DALAM sejarah bulu tangkis dunia, jarang ada pasangan ganda yang memiliki ikatan sekuat Christinna Pedersen dan Kamilla Rytter Juhl. Namun, di balik kekompakan mereka dalam mendulang medali untuk Denmark, tersimpan sebuah rahasia besar yang terjaga rapat selama hampir satu dekade.
Keduanya berhasil mengecoh publik serta Federasi Bulu Tangkis Dunia (BWF) mengenai status hubungan mereka yang sebenarnya di luar lapangan. Pedersen dan Juhl bukan sekadar rekan setim biasa, mereka adalah salah satu ganda putri terbaik yang pernah ada.
Puncak karier Pedersen/Juhl ditandai dengan raihan medali perak di Olimpiade Rio 2016 serta gelar juara All England 2018. Berkat konsistensi tersebut, pasangan ini sempat menduduki peringkat kedua dunia pada tahun 2018.
Lalu dunia bulu tangkis dibuat gempar ketika pada tahun 2017, Pedersen dan Juhl secara terbuka mengumumkan mereka adalah pasangan kekasih. Fakta yang lebih mengejutkan lagi, jalinan asmara tersebut ternyata sudah dimulai sejak tahun 2009.
Selama bertahun-tahun, tidak ada yang menyangka bahwa intensitas dan chemistry yang mereka tunjukkan di lapangan berasal dari hubungan cinta yang mendalam. Pengakuan ini dilakukan saat mereka masih aktif berkompetisi.

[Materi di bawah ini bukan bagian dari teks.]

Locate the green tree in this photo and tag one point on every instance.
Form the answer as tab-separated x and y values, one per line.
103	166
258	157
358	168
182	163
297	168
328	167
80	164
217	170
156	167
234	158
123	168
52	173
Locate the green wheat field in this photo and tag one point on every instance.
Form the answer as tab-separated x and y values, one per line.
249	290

Setelah memutuskan pensiun bersama pada tahun 2019, kehidupan mereka memasuki babak baru. Di awal tahun pengunduran diri tersebut, keduanya kembali berbagi kabar bahagia mengenai kelahiran putri pertama mereka, yang semakin menegaskan keseriusan hubungan yang telah mereka bangun.

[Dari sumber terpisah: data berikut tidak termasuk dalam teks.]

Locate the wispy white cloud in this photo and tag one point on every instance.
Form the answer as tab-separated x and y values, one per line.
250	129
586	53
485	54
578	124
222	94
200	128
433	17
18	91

Keberhasilan Pedersen/Juhl menutupi hubungan pribadi dari sorotan media dan otoritas BWF selama bertahun-tahun bukanlah tanpa alasan. Keduanya memiliki komitmen kuat untuk memisahkan urusan hati dengan profesionalisme sebagai atlet elite dunia.
Pedersen/Juhl ingin dunia mengenal mereka karena kemampuan di atas lapangan, bukan karena latar belakang hubungan romantis.
"Alasan pertama adalah Christinna dan saya ingin diakui untuk prestasi olahraga kami dan bukan untuk menjadi pasangan," ujar Juhl sebagaimana dikutip dari Daily Mail.
Menurut Juhl, setelah merasa mendapatkan pengakuan atas prestasi-prestasi besar yang diraih, barulah mereka merasa saat itu adalah waktu yang tepat untuk berterus terang kepada publik.